Tuesday, February 18, 2014

Hamlet – Act III

For today’s post on act III, I thought I would lean on Shakespeare’s words, not mine (a good general policy, eh?) and do what everyone else seems to do when commenting on this act. If you recall from an earlier post, I mentioned the multiple and sometimes conflicting versions of each play floating around out there. First quartos (Q1), second quartos (Q2), bad quartos, good quartos, foul papers, first folios (F1), and so on, all different in their own unique ways and all part of the conversation, again each in their own way. There are so many versions that sometimes it's really hard to know which one is the “real” version (if this even matters…but more about that later).

This applies very much in the case of Hamlet, and the story is kind of interesting. Apparently, the first printed version to appear was a memorially reconstructed version in the summer of 1603, stolen by a hard-up actor looking for a buck. Recalled entirely from memory, this first version comes across as (surprise, surprise) corrupted and peculiar, with strange inconsistencies later “corrected” in the subsequent “cleaner” versions. Unlike other bad quartos, Q1 is thought to have come from the brain of an actor playing a minor character in the play (Marcellus?), which would make matters worse, wouldn’t it, in that one would question how much memory was correctly served by a character with only a few lines (relatively speaking)?

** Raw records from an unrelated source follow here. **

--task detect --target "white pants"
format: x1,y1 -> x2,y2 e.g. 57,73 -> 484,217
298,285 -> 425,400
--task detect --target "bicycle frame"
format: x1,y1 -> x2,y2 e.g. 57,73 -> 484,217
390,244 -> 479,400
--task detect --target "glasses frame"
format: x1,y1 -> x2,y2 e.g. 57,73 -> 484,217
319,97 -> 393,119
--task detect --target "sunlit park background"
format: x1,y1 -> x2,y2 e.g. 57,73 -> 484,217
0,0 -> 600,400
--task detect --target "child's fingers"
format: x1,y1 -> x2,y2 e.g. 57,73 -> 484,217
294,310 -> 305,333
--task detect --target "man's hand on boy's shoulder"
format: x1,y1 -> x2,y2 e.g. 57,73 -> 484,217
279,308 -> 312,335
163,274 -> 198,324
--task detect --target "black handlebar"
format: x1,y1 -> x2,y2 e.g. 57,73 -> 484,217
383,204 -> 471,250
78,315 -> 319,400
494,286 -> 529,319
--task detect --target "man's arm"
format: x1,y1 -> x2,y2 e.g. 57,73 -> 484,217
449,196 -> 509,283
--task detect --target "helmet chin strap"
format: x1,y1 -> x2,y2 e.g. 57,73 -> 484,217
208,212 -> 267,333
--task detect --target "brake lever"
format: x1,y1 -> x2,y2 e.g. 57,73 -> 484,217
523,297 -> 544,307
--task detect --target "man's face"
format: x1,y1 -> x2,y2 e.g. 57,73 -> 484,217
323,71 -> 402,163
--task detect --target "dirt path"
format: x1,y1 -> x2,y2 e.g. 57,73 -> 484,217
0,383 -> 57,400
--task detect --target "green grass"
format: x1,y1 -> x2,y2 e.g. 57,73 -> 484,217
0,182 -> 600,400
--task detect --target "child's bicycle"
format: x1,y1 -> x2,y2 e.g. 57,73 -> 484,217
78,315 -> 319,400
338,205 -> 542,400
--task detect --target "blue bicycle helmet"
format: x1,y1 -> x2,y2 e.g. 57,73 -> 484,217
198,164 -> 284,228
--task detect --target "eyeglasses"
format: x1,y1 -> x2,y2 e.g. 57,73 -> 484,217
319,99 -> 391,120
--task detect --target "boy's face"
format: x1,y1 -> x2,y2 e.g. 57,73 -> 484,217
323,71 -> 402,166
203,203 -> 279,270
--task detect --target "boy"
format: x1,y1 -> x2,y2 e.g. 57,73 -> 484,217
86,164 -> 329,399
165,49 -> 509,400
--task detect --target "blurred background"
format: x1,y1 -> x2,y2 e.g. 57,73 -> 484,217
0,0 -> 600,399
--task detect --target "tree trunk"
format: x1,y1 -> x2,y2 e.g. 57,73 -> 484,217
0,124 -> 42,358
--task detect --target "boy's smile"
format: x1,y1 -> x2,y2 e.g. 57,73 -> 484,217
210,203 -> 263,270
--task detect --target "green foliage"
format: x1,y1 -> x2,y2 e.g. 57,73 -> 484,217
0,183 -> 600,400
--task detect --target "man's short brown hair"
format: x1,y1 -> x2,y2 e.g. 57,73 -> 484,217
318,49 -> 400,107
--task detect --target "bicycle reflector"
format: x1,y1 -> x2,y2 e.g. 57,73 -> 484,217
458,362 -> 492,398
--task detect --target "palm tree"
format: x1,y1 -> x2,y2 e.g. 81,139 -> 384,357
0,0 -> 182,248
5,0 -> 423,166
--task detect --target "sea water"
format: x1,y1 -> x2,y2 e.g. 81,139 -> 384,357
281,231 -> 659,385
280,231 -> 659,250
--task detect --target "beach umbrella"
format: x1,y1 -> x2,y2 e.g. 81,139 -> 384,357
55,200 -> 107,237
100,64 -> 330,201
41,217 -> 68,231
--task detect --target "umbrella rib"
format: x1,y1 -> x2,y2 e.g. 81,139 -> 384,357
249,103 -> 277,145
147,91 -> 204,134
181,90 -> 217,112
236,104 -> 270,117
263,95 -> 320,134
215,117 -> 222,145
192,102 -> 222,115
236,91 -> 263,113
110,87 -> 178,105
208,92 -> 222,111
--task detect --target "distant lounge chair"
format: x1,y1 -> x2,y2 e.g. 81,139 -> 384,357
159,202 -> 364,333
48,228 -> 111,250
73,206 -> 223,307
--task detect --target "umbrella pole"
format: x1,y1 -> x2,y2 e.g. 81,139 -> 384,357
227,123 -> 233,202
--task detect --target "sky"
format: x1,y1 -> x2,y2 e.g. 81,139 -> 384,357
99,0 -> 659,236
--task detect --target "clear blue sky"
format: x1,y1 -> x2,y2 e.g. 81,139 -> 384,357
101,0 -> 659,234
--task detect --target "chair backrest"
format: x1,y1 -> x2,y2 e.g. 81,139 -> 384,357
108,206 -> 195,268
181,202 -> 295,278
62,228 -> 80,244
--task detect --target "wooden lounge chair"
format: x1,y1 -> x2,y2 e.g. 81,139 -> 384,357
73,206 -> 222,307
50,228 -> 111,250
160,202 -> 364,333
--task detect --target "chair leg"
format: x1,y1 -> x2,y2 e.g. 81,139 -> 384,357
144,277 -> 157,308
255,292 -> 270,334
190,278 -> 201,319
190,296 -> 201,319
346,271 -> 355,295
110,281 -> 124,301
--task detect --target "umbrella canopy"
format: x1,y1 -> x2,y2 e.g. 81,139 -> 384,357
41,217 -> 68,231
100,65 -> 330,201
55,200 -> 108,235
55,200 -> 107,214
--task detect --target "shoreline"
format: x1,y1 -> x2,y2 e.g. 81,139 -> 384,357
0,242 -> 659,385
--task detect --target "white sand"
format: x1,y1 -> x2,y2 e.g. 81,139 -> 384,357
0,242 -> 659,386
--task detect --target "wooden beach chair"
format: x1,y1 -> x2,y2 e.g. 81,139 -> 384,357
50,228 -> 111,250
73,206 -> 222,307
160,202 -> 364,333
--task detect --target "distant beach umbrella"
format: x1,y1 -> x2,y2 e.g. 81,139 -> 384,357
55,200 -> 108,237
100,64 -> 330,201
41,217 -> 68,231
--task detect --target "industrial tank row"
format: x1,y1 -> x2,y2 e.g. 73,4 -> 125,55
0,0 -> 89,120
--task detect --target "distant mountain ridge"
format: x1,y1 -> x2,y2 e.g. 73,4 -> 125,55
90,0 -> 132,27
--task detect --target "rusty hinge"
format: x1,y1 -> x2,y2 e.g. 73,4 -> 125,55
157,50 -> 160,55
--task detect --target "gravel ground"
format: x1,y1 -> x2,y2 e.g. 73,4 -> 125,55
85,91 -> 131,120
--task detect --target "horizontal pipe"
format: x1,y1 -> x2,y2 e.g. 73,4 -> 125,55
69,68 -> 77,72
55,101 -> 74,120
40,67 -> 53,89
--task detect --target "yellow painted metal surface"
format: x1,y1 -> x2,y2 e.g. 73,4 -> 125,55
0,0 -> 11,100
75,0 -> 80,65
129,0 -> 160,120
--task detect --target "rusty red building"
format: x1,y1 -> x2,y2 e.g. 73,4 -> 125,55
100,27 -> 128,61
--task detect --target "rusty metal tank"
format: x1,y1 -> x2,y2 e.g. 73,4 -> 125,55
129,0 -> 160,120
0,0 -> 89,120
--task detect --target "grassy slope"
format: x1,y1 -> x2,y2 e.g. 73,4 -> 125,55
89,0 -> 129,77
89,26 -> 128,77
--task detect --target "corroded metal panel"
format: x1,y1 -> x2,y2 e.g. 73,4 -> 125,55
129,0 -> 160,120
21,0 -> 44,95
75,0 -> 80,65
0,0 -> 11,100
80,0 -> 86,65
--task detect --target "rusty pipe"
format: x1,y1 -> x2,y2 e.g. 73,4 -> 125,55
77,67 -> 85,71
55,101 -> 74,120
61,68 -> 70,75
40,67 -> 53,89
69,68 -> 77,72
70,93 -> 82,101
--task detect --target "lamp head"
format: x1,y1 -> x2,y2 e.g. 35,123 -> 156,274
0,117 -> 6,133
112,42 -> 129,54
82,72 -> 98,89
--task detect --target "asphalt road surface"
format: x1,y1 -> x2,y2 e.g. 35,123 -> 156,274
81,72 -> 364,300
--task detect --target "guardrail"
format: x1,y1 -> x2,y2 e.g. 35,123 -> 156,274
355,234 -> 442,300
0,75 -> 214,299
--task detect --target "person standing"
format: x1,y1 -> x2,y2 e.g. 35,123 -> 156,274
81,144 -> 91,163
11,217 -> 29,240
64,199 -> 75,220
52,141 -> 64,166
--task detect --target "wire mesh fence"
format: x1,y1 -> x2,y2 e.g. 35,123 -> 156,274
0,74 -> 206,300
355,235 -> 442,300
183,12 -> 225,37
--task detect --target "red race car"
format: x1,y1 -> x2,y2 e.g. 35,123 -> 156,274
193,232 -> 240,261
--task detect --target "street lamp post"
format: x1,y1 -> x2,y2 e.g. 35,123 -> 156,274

By all accounts, later versions (Q2 and F1) seem to provide a much more sensible play, from many perspectives (sequence of action, character consistency, language, etc.). Consider the famous “To be, or not to be” speech, as compared between Q1 and Q2. The Q1 version is very different (and placed differently in the play) as opposed to the later versions:
Q1 Version:
814: To be, or not to be, I there's the point,
815: To Die, to sleepe, is that all? I all:
816: No, to sleepe, to dreame, I mary there it goes,
817: For in that dreame of death, when wee awake,
818: And borne before an euerlasting Iudge,
819: From whence no passenger euer retur'nd,
820: The vndiscouered country, at whose sight
821: The happy smile, and the accursed damn'd.
822: But for this, the ioyfull hope of this,
823: Whol'd beare the scornes and flattery of the world,
824: Scorned by the right rich, the rich curssed of the poore?
Q2 Version:
1603: To be, or not to be, that is the question,
1604: Whether tis nobler in the minde to suffer
1605: The slings and arrowes of outragious fortune,
1606: Or to take Armes against a sea of troubles,
1607: And by opposing, end them, to die to sleepe
1608: No more, and by a sleepe, to say we end
1609: The hart-ake, and the thousand naturall shocks
1610: That flesh is heire to; tis a consumation
1611: Deuoutly to be wisht to die to sleepe,
1612: To sleepe, perchance to dreame, I there's the rub,
1613: For in that sleepe of death what dreames may come
Clearly, the Q2 version is way better, right? However, some say no, inasmuch as the purpose of this first version may have been different. It has been suggested that Q1 was maybe an alternate version, shortened and simplified for use by a small number of actors out and about on tour. This of course begs the following questions: What is the “real” version? What should we read and see as Hamlet and does this depend on purpose and context? What single version did Shakespeare intend (if any)? The answers to these questions have very interesting implications for how we experience Hamlet.

Or not. As an end note here, if you pick any modern version of Hamlet off of the shelf of any library or bookstore, it is almost definitely going to be a careful conglomeration of all the versions known, based on centuries of scholarship and consideration (with extensive notation all along the way). This is good, because I like that second version of the speech a lot better.